Toby’s voice was a croak. “What . . . pattern?”

 

  “It wanted to see us do that?” Killeen was quiet now, kneeling with his hands uselessly rubbing Cermo’s shoulder.

 

  Toby thought about the stored memories it had shed into the air, its treasure evaporating. But memory was not yourself, he saw. It could not drive forward, act. Memories just sat and waited.

  TEN

  Paths of Glory

  The timestone tossed and broke and they spent a long time then just clinging to whatever stable places they could find. They did what they could for Cermo but that wasn’t much.

  Killeen opened Cermo’s spine and swore. “They’re burned.”

  “How?” Toby asked.

  “Mantis must’ve worked down through all his inboards.”

  “I thought our chips were protected.”

  “So did I. But our tech is old and mechs never stop learning.”
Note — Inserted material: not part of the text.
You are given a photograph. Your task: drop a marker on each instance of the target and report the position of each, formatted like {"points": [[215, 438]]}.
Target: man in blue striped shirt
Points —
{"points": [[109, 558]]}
  Killeen said this heavily and with the respect a combatant had for another. Cermo’s cylinder spinal chips had carried the older Aspects and Faces from Bishop history. A suredeath reduced the present, subtracting one life. Chip charring carried that loss far back into a dim past, plundering the origins of the Family itself.

  It was hard finding enough real ground to bury Cermo. They stripped away his gear and divided the mass out for taking back. Most of it was useless but to leave it would draw mech scavengers.

  Utter darkness came for a while and they slept. It did not do much good for Toby and when he woke a gang of scavenger navvys had found the Mantis. He heard them cutting and clattering around and went up the slope to where they worked in the sprawling shambles. He remembered how the parabolic antenna had spun around like an eye searching madly and how the majesty had gone then. The flanks of it were gone too now, dragged off by scavengers. The mechs had their own ecology of a sort, recycling machined parts and whole intact auxiliaries. There was no more Mantis, just intricate assemblies slewed out of their mounts, and gear he could not understand fried by vagrant pulses. The navvys picked over the carcass where crystalline lattices had carried the Mantis intelligence. There were navvys of all sizes, scooters and jakos mostly, and they worked remorselessly in teams. When they were done they would leave nothing.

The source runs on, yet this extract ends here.